И, закрыв глаза, видела Клава, как Степан входит на крыльцо, кидалась к нему на грудь, совала ему на руки Витюшку. Видела не только его крупную светлую голову, но и его манеру как-то по-мальчишески, как Витюшка, откидывать ее назад. Видела его улыбку, с которой он всегда шел ей навстречу, чувствовала в его руках доброту-любовь, единственную, которую знала в жизни.
Опомнившись, вытирала глаза. Без конца перечитывала письмо. Все больше и больше думала о встрече. Все, что она делала, окрашивалось мыслью: «Вот приедет, увидит, как я… поймет, какая..».
А потом пошли месяц за месяцем без всякой вести.
Как все солдатские жены и матери, мысленно была на далеком фронте. Трещали морозы — думалось, каково им там в холодных окопах; падал снег — думалось о многоверстных переходах бойцов. И все нехватки войны принимались по-матерински с заботой: «Было бы там у них, здесь обойдемся», а трудности с мыслью: «Им-то там еще тяжелей».
Сама удивлялась, насколько сильна ее любовь. Писала Степану: «Часу не бывает, чтоб о тебе не думала».
Прошел ноябрь, декабрь, прошел январь и уже в тревожном недоумении — «Что же это?» — стала ждать беду. Сидела вечерами над спящим сыном, шептала горькие слова, заглядывала в лица раненых, помогая при переноске.
Написала Прасковье Ивановне.
И, наконец, узнав от нее, что жена уже получила похоронную, горько оплакала не только его, но и себя.
Плакала громко, никак не верила. Потом, опустошенная горем, затихла, старалась что-нибудь делать, только бы не думать. Не могла поверить, что Степана нет. Мысль отталкивалась от этого, уходила куда-то в сторону, в поисках живого Степана, как будто она могла найти его в чем-то живым. Может быть, потому и нашла в своем горе место жалости к жене: «Вот кому горько-то, с двумя, да без привычки самой хлеб добывать. Детишки-то как? „Черненькие“ — называл он». И будь они близко, она побежала бы, подсмотрела бы, нельзя ли в чем помочь, и помогла бы его детям, его жене.
— Ты-то ничего не чувствуешь, — шептала, глядя на играющего у ее ног Витюшку. — Тебе никакой перемены нет.

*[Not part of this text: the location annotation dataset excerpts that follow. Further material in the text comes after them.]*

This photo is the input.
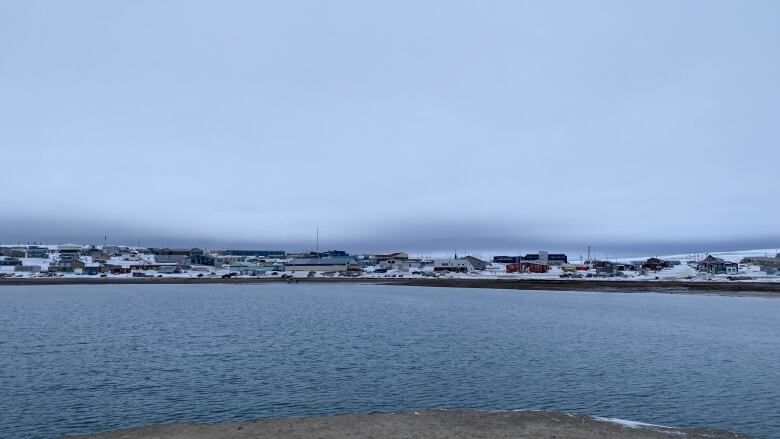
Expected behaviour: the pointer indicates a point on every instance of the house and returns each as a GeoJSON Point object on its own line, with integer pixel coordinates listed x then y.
{"type": "Point", "coordinates": [610, 267]}
{"type": "Point", "coordinates": [96, 254]}
{"type": "Point", "coordinates": [28, 268]}
{"type": "Point", "coordinates": [168, 268]}
{"type": "Point", "coordinates": [13, 252]}
{"type": "Point", "coordinates": [389, 256]}
{"type": "Point", "coordinates": [331, 264]}
{"type": "Point", "coordinates": [460, 265]}
{"type": "Point", "coordinates": [547, 258]}
{"type": "Point", "coordinates": [655, 264]}
{"type": "Point", "coordinates": [527, 267]}
{"type": "Point", "coordinates": [204, 259]}
{"type": "Point", "coordinates": [714, 265]}
{"type": "Point", "coordinates": [404, 264]}
{"type": "Point", "coordinates": [91, 269]}
{"type": "Point", "coordinates": [10, 262]}
{"type": "Point", "coordinates": [37, 252]}
{"type": "Point", "coordinates": [69, 254]}
{"type": "Point", "coordinates": [764, 262]}
{"type": "Point", "coordinates": [266, 254]}
{"type": "Point", "coordinates": [179, 256]}
{"type": "Point", "coordinates": [507, 259]}
{"type": "Point", "coordinates": [477, 263]}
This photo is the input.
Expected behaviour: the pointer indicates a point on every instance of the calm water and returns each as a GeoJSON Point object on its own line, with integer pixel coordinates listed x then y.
{"type": "Point", "coordinates": [80, 359]}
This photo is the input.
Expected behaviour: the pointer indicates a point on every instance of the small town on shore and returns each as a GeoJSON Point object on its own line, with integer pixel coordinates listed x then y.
{"type": "Point", "coordinates": [75, 260]}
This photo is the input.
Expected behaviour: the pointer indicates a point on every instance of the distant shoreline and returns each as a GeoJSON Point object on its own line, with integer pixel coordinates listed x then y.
{"type": "Point", "coordinates": [430, 424]}
{"type": "Point", "coordinates": [737, 288]}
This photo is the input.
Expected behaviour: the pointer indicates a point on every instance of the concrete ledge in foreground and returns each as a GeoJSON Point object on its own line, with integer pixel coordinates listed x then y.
{"type": "Point", "coordinates": [426, 424]}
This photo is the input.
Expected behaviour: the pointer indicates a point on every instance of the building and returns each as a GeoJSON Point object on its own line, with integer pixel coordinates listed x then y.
{"type": "Point", "coordinates": [91, 269]}
{"type": "Point", "coordinates": [714, 265]}
{"type": "Point", "coordinates": [387, 257]}
{"type": "Point", "coordinates": [401, 264]}
{"type": "Point", "coordinates": [28, 268]}
{"type": "Point", "coordinates": [332, 264]}
{"type": "Point", "coordinates": [180, 256]}
{"type": "Point", "coordinates": [13, 252]}
{"type": "Point", "coordinates": [10, 262]}
{"type": "Point", "coordinates": [96, 254]}
{"type": "Point", "coordinates": [37, 252]}
{"type": "Point", "coordinates": [507, 259]}
{"type": "Point", "coordinates": [168, 268]}
{"type": "Point", "coordinates": [527, 267]}
{"type": "Point", "coordinates": [547, 258]}
{"type": "Point", "coordinates": [461, 265]}
{"type": "Point", "coordinates": [266, 254]}
{"type": "Point", "coordinates": [204, 259]}
{"type": "Point", "coordinates": [69, 254]}
{"type": "Point", "coordinates": [763, 261]}
{"type": "Point", "coordinates": [477, 263]}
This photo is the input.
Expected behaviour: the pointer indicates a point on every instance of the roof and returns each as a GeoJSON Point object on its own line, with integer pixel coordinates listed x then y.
{"type": "Point", "coordinates": [336, 260]}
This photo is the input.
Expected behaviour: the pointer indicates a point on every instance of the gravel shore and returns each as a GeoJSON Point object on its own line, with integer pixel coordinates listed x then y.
{"type": "Point", "coordinates": [423, 424]}
{"type": "Point", "coordinates": [738, 288]}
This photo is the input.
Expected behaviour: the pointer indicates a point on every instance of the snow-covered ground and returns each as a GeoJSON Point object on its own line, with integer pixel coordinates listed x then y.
{"type": "Point", "coordinates": [683, 271]}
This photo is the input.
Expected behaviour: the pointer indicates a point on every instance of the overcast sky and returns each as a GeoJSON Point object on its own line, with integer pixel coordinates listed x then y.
{"type": "Point", "coordinates": [641, 126]}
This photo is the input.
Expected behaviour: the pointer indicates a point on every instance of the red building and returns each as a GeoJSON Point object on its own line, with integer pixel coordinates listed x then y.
{"type": "Point", "coordinates": [531, 267]}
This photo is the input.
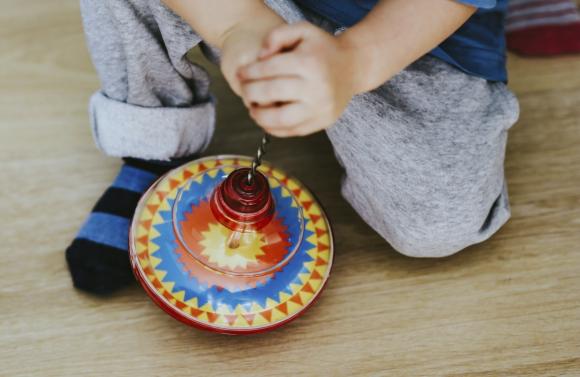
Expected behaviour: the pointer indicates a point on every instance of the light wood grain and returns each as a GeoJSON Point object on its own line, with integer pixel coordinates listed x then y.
{"type": "Point", "coordinates": [507, 307]}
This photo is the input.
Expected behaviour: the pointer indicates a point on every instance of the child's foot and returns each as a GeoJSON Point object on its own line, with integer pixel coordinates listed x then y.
{"type": "Point", "coordinates": [543, 27]}
{"type": "Point", "coordinates": [98, 257]}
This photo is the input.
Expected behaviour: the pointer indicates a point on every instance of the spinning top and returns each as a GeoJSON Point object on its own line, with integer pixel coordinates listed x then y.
{"type": "Point", "coordinates": [224, 245]}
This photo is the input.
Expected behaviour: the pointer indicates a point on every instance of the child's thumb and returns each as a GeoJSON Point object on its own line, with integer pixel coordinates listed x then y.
{"type": "Point", "coordinates": [283, 38]}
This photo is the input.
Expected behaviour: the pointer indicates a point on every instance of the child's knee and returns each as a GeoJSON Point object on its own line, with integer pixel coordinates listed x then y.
{"type": "Point", "coordinates": [417, 230]}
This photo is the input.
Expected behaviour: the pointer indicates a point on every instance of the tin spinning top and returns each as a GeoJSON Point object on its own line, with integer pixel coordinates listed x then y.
{"type": "Point", "coordinates": [228, 245]}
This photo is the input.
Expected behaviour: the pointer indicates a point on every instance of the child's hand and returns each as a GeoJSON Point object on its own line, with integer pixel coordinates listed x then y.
{"type": "Point", "coordinates": [302, 82]}
{"type": "Point", "coordinates": [241, 46]}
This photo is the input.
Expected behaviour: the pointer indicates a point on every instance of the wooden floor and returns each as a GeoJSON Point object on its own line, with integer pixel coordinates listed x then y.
{"type": "Point", "coordinates": [508, 307]}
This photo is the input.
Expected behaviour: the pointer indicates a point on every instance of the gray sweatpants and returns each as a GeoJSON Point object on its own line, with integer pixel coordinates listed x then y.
{"type": "Point", "coordinates": [423, 153]}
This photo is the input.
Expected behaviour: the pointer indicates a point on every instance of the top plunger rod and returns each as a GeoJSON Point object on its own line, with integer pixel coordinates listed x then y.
{"type": "Point", "coordinates": [258, 160]}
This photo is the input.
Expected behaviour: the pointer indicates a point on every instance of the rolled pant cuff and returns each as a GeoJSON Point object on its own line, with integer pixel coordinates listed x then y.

За материнской спиной. — И вздрагивала как от острой боли, когда мальчик, чувствуя ее взгляд, поднимал на нее темные Степановы глаза, улыбался ей его, Степана, улыбкой, прижимался светлой головкой к ее дрожащим рукам.
На другой день, собираясь на работу, разбитая, опустошенная, откинула пестрый платок, но, надев черный, вся вздрогнула, так как это говорило о потере. «Нечего горе напоказ выставлять», и пошла как обычно, и никто, кроме отца, не знал, как тяжелы были ей эти не остановившиеся в своем движении первые дни, недели.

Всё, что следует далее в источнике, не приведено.